I've been thinking alot about Inverse Matricies lately. Not by choice really. I feel like I just don't get it so it haunts me. Like a spectre. A spectre that haunts europe only I'm europe and the spectre haunts me as I've explained before.

This is because I was working on that LU Decomposition calculator earlier this week. I got it out of a textbook. It reccomended I use Crout's method for LU Decomposition, with partial pivoting. With partial pivoting? I'm going to be honest I struggled with partial pivoting in school. I remember there was only like 3 youtube videos about it. And that was for Gauss-Jordan Elimination with partial pivoting. I still don't fully understand it. But in the book I noticed it said:

Incidentally, if you ever have the need to compute $\textbf{A}^{-1} \cdot \textbf{B}$ from matrices $\textbf{A}$ and $\textbf{B}$, you should LU decompose $\textbf{A}$ and then backsubstitute with the columns of $\textbf{B}$ instead of the unit vectors that would give   $\textbf{A}$'s inverse. This saves a whole matrix multiplication, and is also more accurate.

- Numerical Recipes in C, Second Edition

This was strange to me, since the code I had used to calculate the LU decomposition didn't use backsubstitution. But then again, I did not use their algorithm, since they relied on strange libraries. I instead just read what they had done mathematically.

I have the second edition, so I got a similar book, Numerical Recipes: the Art of Scientific Computing, from [REDACTED], and here they actually explain the Gauss-Jordan routine has the same as this idea.

Alternatively, there is nothing wrong with using a Gauss-Jordan routine [...] to invert a matrix in place, destroying the original. Both methods have practically the same operations count.

- Numerical Recipes: The Art of Scientific Computing

I am not sure what to think of this. So I will try it out myself.

4 methods for solving inv(A) dot B. My method is significantly higher than accepted methods.

shut up.

Needless to say, I don't think I did the method correctly, despite my best efforts. But to be fair the other methods were from built in modules who've had hundreds or thousands of CS-major eyes on them and mine I made trying my best to convert C to Python.

I could always just give up and use Gauss-Jordan, but I really do want to know what I did wrong. I decided to check the code for scipy's LU solve. The code I did for that was just:

Python

from scipy.linalg import lu_factor, lu_solve
lu_solve(lu_factor(A), B)

After investigating the code for scipy's LU solve, I found that these use lower level libraries, with scipy using LAPACK. This gives me a good idea that I don't want to do now but in the future. With me I found several GPUs in the trash over at my old school. I think I can gerrymander these together and use OpenACC to run some code in C.

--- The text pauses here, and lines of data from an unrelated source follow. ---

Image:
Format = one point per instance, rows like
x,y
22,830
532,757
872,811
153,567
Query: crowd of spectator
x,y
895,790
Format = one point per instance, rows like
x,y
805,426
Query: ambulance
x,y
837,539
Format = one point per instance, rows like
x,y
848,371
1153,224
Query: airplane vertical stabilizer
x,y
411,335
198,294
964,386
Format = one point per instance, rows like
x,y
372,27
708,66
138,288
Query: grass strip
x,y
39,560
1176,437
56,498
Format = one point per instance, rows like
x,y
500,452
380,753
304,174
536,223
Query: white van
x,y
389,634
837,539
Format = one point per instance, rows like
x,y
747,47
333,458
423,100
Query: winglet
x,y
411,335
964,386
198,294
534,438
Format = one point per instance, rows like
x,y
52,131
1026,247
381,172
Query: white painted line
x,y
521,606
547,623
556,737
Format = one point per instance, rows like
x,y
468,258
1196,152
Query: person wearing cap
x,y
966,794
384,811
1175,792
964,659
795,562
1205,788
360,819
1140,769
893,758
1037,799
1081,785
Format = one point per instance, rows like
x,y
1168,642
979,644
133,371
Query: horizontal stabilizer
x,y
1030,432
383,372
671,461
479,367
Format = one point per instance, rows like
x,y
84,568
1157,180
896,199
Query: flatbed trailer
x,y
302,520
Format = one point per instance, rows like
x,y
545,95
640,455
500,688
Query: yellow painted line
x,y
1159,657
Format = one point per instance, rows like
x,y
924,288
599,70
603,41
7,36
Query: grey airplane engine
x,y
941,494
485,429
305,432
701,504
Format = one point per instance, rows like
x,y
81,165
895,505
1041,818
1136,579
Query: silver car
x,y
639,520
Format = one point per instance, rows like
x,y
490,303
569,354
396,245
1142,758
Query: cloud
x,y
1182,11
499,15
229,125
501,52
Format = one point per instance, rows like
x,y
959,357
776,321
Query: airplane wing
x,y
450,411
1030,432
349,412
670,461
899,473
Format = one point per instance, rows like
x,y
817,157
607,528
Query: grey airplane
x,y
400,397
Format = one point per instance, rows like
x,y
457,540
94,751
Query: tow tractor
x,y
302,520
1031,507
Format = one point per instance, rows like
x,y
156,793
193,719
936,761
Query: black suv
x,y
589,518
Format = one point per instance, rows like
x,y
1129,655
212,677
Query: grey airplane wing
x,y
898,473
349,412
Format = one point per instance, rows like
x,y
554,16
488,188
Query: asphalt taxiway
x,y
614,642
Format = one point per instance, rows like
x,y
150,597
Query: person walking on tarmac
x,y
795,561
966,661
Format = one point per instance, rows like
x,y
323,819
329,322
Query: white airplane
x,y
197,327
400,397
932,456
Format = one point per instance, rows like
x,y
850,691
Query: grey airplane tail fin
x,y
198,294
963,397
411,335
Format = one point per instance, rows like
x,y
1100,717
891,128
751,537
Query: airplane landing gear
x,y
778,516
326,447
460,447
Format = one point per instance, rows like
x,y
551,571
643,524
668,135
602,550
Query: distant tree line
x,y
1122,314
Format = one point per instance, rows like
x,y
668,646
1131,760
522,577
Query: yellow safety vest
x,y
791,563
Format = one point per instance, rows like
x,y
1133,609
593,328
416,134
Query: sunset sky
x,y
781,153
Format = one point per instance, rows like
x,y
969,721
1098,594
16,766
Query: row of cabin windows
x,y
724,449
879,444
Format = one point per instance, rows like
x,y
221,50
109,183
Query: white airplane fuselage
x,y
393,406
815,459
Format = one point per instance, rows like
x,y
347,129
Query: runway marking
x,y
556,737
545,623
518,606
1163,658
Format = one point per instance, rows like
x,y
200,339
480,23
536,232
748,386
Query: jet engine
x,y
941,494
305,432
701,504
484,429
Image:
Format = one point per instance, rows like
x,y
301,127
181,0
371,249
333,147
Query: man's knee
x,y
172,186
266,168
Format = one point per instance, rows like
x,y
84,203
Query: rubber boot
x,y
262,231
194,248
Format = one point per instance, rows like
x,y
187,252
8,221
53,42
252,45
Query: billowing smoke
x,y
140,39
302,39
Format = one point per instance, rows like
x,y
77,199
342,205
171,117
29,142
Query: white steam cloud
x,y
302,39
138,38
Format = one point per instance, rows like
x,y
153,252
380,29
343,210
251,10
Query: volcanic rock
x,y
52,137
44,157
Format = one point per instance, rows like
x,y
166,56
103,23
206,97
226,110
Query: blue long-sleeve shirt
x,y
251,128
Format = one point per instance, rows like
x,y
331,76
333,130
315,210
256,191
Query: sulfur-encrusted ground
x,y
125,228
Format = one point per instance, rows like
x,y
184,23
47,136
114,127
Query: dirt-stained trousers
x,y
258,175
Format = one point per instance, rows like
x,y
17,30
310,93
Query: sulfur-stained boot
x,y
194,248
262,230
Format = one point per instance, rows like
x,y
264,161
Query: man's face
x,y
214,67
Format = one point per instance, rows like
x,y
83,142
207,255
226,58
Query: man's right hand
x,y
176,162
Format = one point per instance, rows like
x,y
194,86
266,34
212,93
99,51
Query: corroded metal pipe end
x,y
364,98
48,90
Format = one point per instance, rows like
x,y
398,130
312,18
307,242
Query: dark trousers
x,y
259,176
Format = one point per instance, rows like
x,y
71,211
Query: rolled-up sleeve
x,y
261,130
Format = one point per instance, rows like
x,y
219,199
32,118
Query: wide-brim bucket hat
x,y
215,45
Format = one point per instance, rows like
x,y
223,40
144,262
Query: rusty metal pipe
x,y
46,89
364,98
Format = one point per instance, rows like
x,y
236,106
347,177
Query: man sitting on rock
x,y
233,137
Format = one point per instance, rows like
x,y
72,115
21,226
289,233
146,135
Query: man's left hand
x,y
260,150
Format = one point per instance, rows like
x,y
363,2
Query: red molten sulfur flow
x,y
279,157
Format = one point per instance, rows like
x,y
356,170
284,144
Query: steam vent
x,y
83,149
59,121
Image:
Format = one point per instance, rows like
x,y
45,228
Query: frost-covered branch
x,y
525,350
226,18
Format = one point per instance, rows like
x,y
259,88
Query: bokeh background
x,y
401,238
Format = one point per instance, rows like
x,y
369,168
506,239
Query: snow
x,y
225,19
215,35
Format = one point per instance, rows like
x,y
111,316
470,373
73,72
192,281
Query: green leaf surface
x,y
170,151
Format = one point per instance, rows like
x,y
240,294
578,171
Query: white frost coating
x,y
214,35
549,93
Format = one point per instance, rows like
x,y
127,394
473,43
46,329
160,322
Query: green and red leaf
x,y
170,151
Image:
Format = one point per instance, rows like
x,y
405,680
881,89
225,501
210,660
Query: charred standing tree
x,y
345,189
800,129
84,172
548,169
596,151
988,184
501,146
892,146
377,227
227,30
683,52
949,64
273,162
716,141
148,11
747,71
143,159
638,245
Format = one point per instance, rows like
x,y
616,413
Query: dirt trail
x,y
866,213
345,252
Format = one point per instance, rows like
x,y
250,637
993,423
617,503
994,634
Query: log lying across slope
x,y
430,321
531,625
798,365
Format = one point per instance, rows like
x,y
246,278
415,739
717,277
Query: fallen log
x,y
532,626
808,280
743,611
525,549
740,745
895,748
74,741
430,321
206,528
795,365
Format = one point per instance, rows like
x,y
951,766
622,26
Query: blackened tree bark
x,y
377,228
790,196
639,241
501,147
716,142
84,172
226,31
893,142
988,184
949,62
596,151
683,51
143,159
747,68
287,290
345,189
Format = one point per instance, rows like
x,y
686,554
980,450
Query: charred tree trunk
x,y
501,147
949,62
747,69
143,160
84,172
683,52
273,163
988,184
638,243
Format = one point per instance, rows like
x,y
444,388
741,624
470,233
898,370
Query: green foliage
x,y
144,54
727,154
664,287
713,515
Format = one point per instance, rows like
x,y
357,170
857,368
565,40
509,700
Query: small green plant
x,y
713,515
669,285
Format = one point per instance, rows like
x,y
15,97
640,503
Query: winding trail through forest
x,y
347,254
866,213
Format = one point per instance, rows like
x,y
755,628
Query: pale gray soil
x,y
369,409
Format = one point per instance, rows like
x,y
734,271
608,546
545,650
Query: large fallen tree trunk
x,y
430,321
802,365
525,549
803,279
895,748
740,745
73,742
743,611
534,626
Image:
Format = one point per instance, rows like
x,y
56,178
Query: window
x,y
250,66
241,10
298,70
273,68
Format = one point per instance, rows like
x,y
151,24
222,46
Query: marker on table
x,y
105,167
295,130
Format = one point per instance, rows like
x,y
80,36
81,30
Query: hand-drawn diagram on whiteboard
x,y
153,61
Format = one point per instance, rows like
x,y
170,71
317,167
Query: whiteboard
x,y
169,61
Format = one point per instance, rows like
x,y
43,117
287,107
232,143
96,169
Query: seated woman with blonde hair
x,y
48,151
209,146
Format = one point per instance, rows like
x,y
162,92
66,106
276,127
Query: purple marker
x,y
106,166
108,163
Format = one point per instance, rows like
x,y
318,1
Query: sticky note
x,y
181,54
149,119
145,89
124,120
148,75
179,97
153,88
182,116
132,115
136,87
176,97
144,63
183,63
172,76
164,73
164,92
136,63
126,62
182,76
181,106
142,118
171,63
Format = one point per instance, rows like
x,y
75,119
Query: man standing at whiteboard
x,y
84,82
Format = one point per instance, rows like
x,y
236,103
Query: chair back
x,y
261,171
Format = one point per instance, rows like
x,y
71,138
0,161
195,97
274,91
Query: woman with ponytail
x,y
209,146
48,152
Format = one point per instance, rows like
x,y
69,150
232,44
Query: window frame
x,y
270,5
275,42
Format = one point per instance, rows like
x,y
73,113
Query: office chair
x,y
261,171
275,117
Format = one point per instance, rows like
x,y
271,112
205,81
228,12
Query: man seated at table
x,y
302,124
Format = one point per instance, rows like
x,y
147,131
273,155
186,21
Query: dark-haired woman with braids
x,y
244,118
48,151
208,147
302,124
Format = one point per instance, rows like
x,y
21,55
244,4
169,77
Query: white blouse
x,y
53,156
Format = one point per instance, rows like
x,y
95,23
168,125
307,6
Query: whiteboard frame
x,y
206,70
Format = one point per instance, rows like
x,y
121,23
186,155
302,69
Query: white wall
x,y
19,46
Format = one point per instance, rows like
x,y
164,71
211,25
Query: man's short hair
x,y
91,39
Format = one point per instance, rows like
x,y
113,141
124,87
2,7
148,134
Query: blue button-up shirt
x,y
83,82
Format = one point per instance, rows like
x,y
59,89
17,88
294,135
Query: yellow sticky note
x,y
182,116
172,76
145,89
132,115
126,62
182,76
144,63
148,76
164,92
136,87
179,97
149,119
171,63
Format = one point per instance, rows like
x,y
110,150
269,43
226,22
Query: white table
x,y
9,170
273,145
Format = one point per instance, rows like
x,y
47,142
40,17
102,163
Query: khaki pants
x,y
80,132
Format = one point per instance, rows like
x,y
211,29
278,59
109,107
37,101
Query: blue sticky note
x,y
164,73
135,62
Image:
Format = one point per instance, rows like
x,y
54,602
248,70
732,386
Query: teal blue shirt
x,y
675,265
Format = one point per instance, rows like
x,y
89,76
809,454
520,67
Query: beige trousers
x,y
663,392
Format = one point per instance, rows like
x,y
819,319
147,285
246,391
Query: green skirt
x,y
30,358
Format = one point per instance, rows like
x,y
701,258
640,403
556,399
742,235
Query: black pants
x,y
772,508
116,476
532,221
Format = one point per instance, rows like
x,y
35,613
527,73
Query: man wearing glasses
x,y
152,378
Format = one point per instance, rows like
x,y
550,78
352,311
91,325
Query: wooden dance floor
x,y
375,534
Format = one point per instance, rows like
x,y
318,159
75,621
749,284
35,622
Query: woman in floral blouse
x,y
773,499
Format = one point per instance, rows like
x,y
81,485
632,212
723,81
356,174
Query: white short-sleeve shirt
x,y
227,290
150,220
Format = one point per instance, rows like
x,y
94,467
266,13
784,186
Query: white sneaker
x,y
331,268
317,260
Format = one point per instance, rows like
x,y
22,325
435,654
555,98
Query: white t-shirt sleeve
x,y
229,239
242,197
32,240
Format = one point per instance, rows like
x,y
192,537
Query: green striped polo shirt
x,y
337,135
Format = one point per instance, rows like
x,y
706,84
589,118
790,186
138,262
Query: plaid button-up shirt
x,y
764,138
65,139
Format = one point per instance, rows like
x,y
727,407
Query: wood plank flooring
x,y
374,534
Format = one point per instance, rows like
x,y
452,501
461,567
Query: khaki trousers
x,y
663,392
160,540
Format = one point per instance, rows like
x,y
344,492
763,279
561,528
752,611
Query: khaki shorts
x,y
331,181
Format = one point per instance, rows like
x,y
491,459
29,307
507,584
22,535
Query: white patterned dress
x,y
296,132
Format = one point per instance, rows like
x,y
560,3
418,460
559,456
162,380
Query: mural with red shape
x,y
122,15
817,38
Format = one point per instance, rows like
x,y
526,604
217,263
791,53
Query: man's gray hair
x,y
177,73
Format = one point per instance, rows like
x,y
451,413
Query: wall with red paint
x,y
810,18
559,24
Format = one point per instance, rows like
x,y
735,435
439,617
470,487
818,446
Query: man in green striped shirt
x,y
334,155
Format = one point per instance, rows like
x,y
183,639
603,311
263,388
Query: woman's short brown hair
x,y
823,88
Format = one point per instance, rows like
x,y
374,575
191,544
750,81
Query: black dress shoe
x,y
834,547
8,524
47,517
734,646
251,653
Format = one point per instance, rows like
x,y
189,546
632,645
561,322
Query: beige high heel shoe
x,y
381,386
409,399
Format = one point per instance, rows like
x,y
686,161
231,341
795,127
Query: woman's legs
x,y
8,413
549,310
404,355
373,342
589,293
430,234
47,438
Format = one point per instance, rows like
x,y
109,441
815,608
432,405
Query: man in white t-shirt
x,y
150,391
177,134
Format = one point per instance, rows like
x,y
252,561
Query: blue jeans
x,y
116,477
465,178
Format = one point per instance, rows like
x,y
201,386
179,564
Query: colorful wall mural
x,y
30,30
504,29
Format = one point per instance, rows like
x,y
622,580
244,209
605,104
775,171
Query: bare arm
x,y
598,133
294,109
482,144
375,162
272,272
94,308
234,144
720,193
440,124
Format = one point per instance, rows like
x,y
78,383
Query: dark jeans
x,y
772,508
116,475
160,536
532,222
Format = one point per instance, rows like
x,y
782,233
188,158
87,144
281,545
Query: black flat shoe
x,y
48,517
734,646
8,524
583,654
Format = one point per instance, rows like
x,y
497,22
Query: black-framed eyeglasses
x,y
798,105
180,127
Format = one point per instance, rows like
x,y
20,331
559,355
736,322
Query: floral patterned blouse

I tried running my code in PyPy and the perfomance time doubled. I don't know how. Do not ask me. I tried it again with pypy3 and that still did not work. In conclusion, the fastest way I have currently to find the inverse and multiple of 2 matricies is scipy, though I prefer numpy since the times are on average the same, and I understand numpy's C code, none of scipy's fortran. Though I will not give up. When I get my hands on some PCIe cables and a power supply, it will work. I will find this result.